Bach's Mass in B Minor can be a work of grandeur, just as it can be a miscellany of movements gathered from various of his cantatas with the original words replaced by those of the Latin Mass. Either, and even more possibilities, can readily be justified, or at least rationalized. The sprawling work opened the 71st season of the Carmel Bach Festival Saturday night at Carmel's Sunset Center with Music Director Bruno Weil conducting the orchestra, a Festival Chorale of 28 voices, and a solo vocal quartet.
Unlike the composer's famous St. Matthew and St. John passions, the Mass in B Minor doesn't readily lend itself to much personal expression by the four vocal soloists, but in this case more of that did blossom during the second half (starting with the Credo) when mezzo-soprano Sally Anne Russell, tenor Thomas Cooley, and bass Sanford Sylvan each found room in which to color, shade, and phrase expressively. Singularly, in the Gloria of the first half, Russell staked out that claim in the alto aria "Qui sedes ad dextram Patris," but her colleagues, including soprano Kendra Colton, were held in check by Weil's briskly strict tempi.
Apart from the big choral display pieces, the work's potential drama was downplayed. Yet to examine the words — and the words are all-important in Bach — a listener soon finds that the bulk of them sing praises to God and his other manifestations, inherently not the stuff that makes for good theater. That said, the snappy and youthful Chorale showed itself to be highly flexible and responsive.
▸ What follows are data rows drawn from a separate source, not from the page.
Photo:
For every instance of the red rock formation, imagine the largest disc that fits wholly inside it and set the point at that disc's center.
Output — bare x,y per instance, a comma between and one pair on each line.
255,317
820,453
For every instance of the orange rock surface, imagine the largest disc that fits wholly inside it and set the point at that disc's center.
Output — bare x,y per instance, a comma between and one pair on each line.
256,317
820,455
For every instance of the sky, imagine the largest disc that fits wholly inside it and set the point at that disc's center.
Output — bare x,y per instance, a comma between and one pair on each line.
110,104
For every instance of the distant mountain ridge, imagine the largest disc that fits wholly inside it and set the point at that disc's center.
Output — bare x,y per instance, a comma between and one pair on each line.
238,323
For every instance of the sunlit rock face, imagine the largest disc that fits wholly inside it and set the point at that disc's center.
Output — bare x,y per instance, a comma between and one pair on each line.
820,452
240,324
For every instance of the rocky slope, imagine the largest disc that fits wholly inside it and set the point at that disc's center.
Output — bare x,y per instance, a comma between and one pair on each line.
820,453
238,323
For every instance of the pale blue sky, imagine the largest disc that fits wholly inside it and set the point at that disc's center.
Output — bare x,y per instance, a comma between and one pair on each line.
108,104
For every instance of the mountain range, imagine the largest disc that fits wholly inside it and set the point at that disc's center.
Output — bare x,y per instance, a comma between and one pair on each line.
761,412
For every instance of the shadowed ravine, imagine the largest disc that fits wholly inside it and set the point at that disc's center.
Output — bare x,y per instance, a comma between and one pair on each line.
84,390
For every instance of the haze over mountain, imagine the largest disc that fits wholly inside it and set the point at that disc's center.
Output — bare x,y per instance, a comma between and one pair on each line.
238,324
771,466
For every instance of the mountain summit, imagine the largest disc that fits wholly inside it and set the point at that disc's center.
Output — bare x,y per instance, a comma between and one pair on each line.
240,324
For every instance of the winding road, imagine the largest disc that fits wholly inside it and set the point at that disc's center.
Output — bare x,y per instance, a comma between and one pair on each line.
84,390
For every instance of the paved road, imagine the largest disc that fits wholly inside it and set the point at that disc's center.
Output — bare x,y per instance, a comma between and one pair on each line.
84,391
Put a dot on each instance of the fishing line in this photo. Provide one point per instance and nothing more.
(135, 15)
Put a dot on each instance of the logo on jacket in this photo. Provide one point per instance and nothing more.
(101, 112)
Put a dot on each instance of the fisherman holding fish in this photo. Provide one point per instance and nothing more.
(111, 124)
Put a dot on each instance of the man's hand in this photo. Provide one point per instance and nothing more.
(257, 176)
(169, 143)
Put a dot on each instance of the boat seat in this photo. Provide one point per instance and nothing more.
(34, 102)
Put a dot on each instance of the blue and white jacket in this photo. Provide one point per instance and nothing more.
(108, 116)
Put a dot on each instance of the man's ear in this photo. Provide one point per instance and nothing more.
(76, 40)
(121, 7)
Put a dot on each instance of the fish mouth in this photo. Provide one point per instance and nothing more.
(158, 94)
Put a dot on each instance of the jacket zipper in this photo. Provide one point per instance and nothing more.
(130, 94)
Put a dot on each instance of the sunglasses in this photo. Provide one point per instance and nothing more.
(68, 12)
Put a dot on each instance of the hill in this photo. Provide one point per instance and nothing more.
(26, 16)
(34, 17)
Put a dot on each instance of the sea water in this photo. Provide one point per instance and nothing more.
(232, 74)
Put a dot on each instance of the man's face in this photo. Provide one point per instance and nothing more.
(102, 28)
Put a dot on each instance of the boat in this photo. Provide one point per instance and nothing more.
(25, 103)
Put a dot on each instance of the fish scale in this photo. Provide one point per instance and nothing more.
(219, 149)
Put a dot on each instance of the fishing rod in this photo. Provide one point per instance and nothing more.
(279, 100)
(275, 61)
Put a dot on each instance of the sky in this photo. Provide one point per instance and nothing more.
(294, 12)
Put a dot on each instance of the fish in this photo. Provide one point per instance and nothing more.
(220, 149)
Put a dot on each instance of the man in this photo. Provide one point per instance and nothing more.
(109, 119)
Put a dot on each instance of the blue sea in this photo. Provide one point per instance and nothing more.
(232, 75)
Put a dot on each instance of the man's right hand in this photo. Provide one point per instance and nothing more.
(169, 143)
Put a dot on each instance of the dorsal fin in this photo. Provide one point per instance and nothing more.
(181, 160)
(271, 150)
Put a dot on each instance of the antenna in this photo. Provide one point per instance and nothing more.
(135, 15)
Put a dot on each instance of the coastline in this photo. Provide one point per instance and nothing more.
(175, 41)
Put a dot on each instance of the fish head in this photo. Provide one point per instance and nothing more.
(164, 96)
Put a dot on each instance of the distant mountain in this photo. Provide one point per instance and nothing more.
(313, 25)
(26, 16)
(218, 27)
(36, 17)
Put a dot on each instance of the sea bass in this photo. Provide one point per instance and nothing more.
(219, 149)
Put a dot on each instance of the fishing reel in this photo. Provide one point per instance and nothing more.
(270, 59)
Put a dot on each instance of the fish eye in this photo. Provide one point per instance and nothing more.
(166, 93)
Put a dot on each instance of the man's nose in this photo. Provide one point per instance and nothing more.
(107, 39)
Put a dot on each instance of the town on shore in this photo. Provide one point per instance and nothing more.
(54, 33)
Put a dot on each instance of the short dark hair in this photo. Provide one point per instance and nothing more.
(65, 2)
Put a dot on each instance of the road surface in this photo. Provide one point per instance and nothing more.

Moreover, chorus director Andrew Megill drew quintets of voices from their ranks as concertinos that were then answered by the larger ensemble (the ripieno) in the manner of an instrumental concerto grosso.
The effect worked splendidly to throw the choral forces into deep relief, especially when it was used to start a section, as it did right at the beginning of the opening Kyrie. (Megill explained that Bach deployed his own forces this way in various works, and particularly when he began employment in a new location.)
Between the big choral scenes, the arias and duets sounded more like the chamber music they are. Without a sinuous tension tying the whole performance together — no easy feat — the contrast between grand and intimate was underscored. The bass aria "Quoniam tu solus sanctus," with solo horn obbligato, just before the end of the Gloria section, gave no hint of the eruption that followed in the magnificent choral fugue "Cum Sancto Spiritu." (Baroque specialist Philip Pickett suggests that the horn signifies God coming to earth in the form of Christ and could therefore point directly to the "Cum Sancto Spiritu," which begins attacca.)
By contrast, Weil slowed and quieted down to whispered mystery the end of the "Confiteor unum baptisma" before it erupted on "Et expecto resurrectionem" at the end of the Credo section. No similar mystery attended the narrative "Et carnatus est," and the ensuing "Crucifixus" was four-square and dry-eyed.